Savage Inequalities: Children in America's Schools is a book written by Jonathan Kozol in 1991 that discusses the disparities in education between schools of different classes and races. It is based on his observations of various classrooms in the public school systems of East St. Louis, Chicago, New York City, Camden, Cincinnati, and Washington D.C. His observations take place in both schools with the lowest per capita spending on students and the highest, ranging from just over $3,000 in Camden, New Jersey to a maximum expenditure of up to $15,000 in Great Neck, Long Island.

In his visits to these areas, Kozol illustrates the overcrowded, unsanitary and often understaffed environment that is lacking in basic tools and textbooks for teaching. He cites the large proportions of minorities in the areas with the lowest annual budgets, despite the higher taxation rate on individuals living in poverty within the school district.

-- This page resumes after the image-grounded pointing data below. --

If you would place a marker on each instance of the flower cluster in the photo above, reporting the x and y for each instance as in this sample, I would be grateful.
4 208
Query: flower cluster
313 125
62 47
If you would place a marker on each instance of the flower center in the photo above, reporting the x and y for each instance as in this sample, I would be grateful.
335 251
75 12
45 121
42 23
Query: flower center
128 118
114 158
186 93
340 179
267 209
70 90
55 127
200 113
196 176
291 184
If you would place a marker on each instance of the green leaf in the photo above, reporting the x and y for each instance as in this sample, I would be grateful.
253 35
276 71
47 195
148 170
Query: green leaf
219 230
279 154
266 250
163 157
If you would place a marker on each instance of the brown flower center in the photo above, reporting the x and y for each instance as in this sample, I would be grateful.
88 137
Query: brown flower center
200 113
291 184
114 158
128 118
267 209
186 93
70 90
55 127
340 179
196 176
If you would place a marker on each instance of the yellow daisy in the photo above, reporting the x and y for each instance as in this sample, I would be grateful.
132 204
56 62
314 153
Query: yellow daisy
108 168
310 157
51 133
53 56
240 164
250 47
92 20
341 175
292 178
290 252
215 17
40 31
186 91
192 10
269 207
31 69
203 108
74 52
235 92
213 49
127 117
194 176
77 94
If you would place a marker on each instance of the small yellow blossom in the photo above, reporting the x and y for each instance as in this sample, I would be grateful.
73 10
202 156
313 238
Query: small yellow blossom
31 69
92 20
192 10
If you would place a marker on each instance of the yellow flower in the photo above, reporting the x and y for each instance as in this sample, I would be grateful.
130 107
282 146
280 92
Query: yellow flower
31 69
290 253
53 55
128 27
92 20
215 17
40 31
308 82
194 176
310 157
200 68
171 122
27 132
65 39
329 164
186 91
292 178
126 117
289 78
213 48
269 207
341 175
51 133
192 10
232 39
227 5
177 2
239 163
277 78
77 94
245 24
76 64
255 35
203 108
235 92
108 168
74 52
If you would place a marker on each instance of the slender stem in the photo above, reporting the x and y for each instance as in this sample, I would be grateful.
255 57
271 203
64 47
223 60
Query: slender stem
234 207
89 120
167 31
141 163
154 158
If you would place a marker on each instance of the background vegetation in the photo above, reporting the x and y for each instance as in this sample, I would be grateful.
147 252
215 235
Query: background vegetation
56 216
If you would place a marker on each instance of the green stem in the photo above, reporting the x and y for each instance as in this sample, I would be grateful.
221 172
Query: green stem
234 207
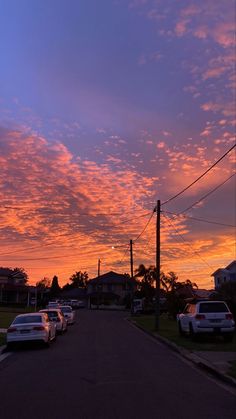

Kozol cites various historical cases regarding lawsuits filed against school districts in East Orange, Camden, Irvington and Jersey City in which judges have sided with the children and concerned locals in a given district instead of adhering to state law concerning the taxation and distribution of funding. He additionally goes into detail comparing the current conditions poor, minority children are expected to learn in, and the findings of the historical case Brown v. Board of Education, and Plessy v. Ferguson.

He also mentions other such historical cases in which the outcomes have supported what he views to be an unjust system of funds distribution and taxation in Milliken v. Bradley, San Antonio Independent School District v. Rodriguez, and through the overturning of State Supreme Court decisions in both Michigan and Texas by the Supreme Court of the United States.

Kozol argues that racial segregation is still alive and well in the American educational system, due to the gross inequalities that result from unequal distribution of funds collected through both property taxes and funds distributed by the State in an attempt to "equalize" the expenditures of schools.

==Awards==
Savage Inequalities was a finalist for the 1992 National Book Critics Circle Award and received the New England Book Award for non-fiction.